As the story unfolded, viewers learned of the impact of genetic screening and abortion on a countrywide scale.

On that tiny island, known to people mostly for its geothermal pools and Northern Lights, what one scientist called “heavy-handed genetic counseling” has led to the death in utero of nearly every boy and girl affected by Down syndrome.

The CBS News report focused on a single nation, but the trend toward elimination of children with Down syndrome is tragically widespread.

New genetic screening tools available earlier in pregnancy have exacerbated this situation, leading to the lethal rejection of the majority, perhaps the vast majority, of these children worldwide.

In France, an estimated 96 percent of children with Down syndrome are killed before birth. In the United States, estimates range between 61 percent and 93 percent.

There is no haven for these children, no safe place that tells them they are no more imperfect, no less beautiful, than you or I am.

Just 27 years ago, a future U.S. surgeon general, testifying before Congress, looked forward to the day when Down syndrome could be eliminated in America.

She did not mean by ameliorating the disease itself. She meant by searching for and destroying children who have the condition, which she said would have “an important, and positive, public-health effect.”

This cold calculus is sadly common among professionals who live in the cost-benefit universe of “public health,” where individuals are sometimes denied their dignity based on their perceived value to society.

This is surely not a calculus that weighs in the minds of parents receiving news that the child God has sent them is not the healthy child every parent longs for.

But in denying some children dignity, many genetic counselors ironically undercut the dramatic medical progress being made to ensure that children with Down syndrome and other conditions live increasingly long and fruitful lives.

Research done by Dr. Brian Skotko, who co-leads the Down Syndrome Program at Massachusetts General Hospital, has shown that:

  • 99 percent of people with Down syndrome are happy.
  • 97 percent of people with Down syndrome like their identity.
  • 99 percent of parents love their child with Down syndrome.
  • 97 percent of brothers and sisters, ages 9-11, say they love their sibling.

Women must be allowed to know these facts.

Fortunately, 14 states as of July have passed “Down syndrome information acts” to provide expectant mothers with medically accurate information as well as guidance about community support services. More states should do so.

In addition, state legislatures are increasingly passing prohibitions on abortions performed for various discriminatory reasons, situations in which wanted unborn babies become unwanted because of some characteristic that, viewed in any postnatal context, would be protected under our civil rights laws—for example, sex and disability.

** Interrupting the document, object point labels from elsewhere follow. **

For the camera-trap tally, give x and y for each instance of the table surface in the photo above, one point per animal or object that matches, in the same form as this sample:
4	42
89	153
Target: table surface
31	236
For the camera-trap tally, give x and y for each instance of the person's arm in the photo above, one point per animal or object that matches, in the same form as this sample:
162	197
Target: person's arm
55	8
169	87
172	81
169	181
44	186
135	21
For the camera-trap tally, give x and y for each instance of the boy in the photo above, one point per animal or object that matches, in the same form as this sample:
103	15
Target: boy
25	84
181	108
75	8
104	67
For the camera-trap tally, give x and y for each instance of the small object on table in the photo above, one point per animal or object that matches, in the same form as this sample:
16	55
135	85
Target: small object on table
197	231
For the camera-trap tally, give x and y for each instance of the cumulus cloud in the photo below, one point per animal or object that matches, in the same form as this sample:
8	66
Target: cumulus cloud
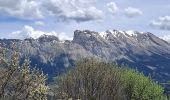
39	23
166	37
162	22
132	12
25	9
77	10
112	7
30	32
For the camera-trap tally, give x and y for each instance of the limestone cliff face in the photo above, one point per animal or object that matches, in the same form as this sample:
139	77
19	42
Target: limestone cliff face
142	51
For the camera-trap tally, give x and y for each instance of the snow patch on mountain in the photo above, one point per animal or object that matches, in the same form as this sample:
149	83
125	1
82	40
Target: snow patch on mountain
131	33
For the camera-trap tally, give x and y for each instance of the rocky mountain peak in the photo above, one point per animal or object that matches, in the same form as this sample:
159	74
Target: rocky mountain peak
47	38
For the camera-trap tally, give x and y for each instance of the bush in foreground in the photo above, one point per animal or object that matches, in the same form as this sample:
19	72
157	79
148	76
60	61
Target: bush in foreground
92	80
18	82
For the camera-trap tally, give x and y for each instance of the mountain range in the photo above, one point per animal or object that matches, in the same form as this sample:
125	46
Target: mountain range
139	50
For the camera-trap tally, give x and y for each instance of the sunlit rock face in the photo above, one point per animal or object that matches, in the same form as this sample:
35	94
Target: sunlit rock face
140	50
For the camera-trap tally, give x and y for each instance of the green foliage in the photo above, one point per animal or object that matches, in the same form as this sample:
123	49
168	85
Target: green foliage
92	80
18	82
139	87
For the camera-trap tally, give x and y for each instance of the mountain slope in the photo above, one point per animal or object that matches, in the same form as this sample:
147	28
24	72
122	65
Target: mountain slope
142	51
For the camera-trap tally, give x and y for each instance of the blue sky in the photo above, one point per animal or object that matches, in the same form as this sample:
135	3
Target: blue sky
32	18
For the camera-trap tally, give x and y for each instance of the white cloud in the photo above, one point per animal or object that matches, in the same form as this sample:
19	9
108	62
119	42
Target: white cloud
166	37
132	12
25	9
39	23
78	10
162	22
30	32
112	7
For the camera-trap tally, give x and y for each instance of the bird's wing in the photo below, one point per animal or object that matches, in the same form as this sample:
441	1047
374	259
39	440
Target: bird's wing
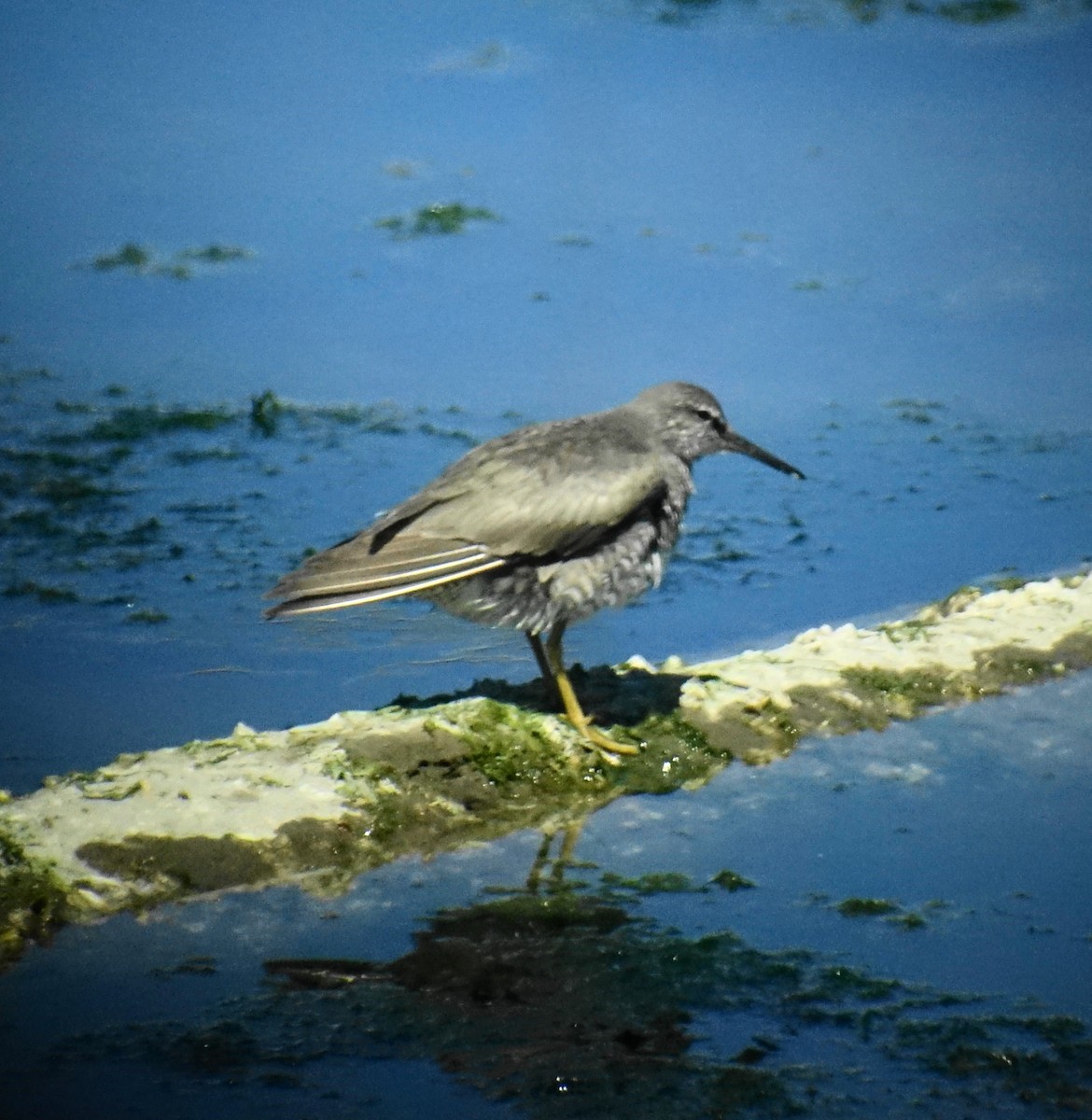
540	492
350	574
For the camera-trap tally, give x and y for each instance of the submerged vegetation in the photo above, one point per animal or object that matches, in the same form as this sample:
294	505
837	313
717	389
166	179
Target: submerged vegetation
438	218
574	1002
143	260
973	12
95	491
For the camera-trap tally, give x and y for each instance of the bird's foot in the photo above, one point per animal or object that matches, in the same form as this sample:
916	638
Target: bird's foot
609	749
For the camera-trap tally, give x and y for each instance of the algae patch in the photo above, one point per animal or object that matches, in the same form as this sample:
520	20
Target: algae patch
436	219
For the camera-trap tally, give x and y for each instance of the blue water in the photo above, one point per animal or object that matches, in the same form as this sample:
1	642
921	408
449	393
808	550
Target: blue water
812	214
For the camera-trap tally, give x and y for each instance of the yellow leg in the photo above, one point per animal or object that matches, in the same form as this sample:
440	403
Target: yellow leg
544	669
571	705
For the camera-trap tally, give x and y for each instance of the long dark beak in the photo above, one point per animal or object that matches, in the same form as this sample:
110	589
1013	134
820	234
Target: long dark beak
736	442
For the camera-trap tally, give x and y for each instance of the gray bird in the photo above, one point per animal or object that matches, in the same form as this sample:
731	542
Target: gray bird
537	529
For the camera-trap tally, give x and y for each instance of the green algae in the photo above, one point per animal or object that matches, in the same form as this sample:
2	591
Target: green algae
132	424
44	593
574	1002
867	907
435	219
733	880
143	260
34	901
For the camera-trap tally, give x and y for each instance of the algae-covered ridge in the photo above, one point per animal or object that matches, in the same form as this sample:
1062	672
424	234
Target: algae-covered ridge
322	804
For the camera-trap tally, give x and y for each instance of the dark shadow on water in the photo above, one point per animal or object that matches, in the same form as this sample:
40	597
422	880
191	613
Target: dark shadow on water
626	699
561	998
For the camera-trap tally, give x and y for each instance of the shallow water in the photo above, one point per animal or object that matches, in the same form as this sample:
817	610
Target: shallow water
866	230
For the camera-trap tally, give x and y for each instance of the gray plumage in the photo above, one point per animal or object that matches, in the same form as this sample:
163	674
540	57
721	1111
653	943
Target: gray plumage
538	529
546	525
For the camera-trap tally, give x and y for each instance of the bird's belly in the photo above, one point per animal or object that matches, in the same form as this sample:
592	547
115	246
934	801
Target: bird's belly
533	596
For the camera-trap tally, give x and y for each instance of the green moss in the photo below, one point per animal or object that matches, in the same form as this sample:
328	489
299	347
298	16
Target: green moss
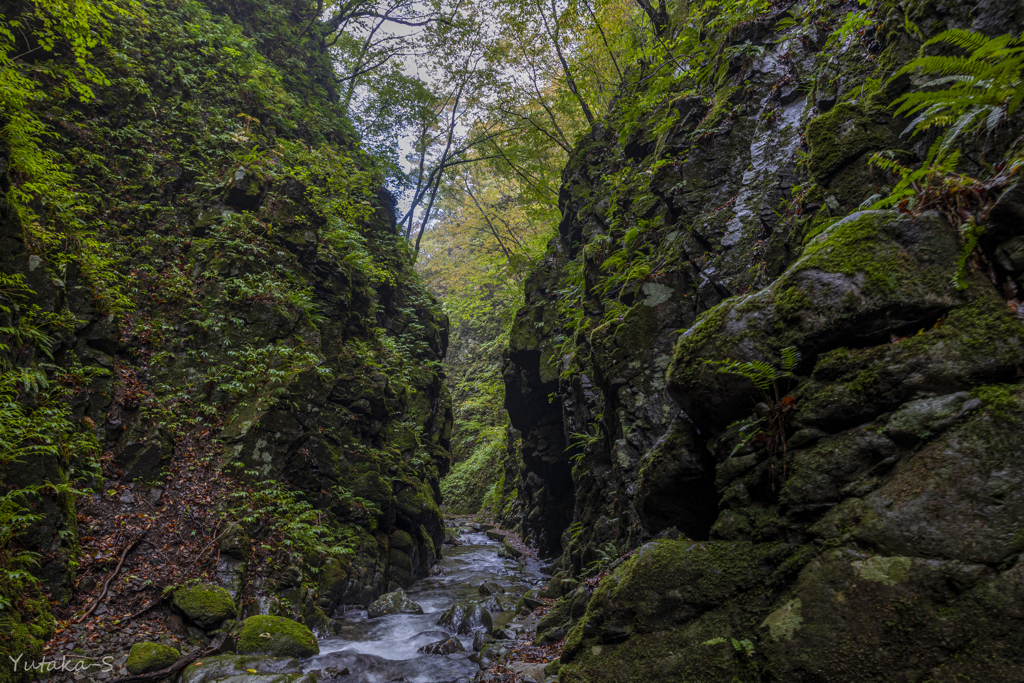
276	636
25	631
792	300
205	605
146	657
705	332
999	400
854	245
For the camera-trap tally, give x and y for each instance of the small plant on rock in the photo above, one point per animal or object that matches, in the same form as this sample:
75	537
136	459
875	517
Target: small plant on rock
767	427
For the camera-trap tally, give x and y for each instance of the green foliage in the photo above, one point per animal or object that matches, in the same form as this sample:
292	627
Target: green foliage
966	94
294	524
979	91
473	483
764	375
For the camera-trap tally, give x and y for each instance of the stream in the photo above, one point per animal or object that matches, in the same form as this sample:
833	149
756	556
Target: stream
384	649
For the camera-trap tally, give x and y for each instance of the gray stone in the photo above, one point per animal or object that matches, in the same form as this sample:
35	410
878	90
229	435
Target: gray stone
393	603
448	646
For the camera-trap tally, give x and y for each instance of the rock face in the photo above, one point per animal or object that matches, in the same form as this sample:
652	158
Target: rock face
466	619
393	603
206	606
254	319
146	657
448	646
865	534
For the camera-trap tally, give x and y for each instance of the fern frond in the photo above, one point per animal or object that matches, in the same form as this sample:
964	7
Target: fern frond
791	356
969	40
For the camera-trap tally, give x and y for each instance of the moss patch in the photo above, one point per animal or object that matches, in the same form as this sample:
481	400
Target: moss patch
205	605
145	657
276	636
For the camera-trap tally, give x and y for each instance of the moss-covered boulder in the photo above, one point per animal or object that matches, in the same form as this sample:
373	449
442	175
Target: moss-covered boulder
146	657
205	605
276	636
466	619
243	669
869	276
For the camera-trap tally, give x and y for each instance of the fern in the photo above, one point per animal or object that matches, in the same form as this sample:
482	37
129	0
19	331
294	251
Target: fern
762	374
980	90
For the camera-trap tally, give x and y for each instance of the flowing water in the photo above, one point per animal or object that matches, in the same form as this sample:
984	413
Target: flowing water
384	649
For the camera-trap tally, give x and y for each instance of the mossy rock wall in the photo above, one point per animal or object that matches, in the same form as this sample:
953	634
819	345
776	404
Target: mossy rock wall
268	313
871	546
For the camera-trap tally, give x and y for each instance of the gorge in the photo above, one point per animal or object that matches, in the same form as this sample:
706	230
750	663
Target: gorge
695	357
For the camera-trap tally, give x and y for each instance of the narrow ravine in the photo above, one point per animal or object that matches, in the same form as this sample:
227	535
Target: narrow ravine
385	648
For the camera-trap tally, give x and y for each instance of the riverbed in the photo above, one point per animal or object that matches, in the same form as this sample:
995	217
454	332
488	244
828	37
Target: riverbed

One can only deplore the actions recently taken in France to block internet sharing of beautiful videos like “Dear Future Mom,” which depicts a multilingual array of lovely human beings, who happen to have Down syndrome, urging future mothers to know these children will love them, live with unprecedented independence, hold jobs, have romances, blow them kisses, and embrace life.

What is happening in so many countries around the world today is a surrender to fear, a succumbing to the harsh judgments lodged against those who are different, a prejudice against the weaknesses and imperfections more visible in some but surely present in us all.

For these reasons, advocates, conscious that life is never easy, will continue to call for the dissemination of truthful and current information about the unique gifts people with Down syndrome offer this world, and for laws and policies that protect these precious souls from acts of lethal discrimination in the womb.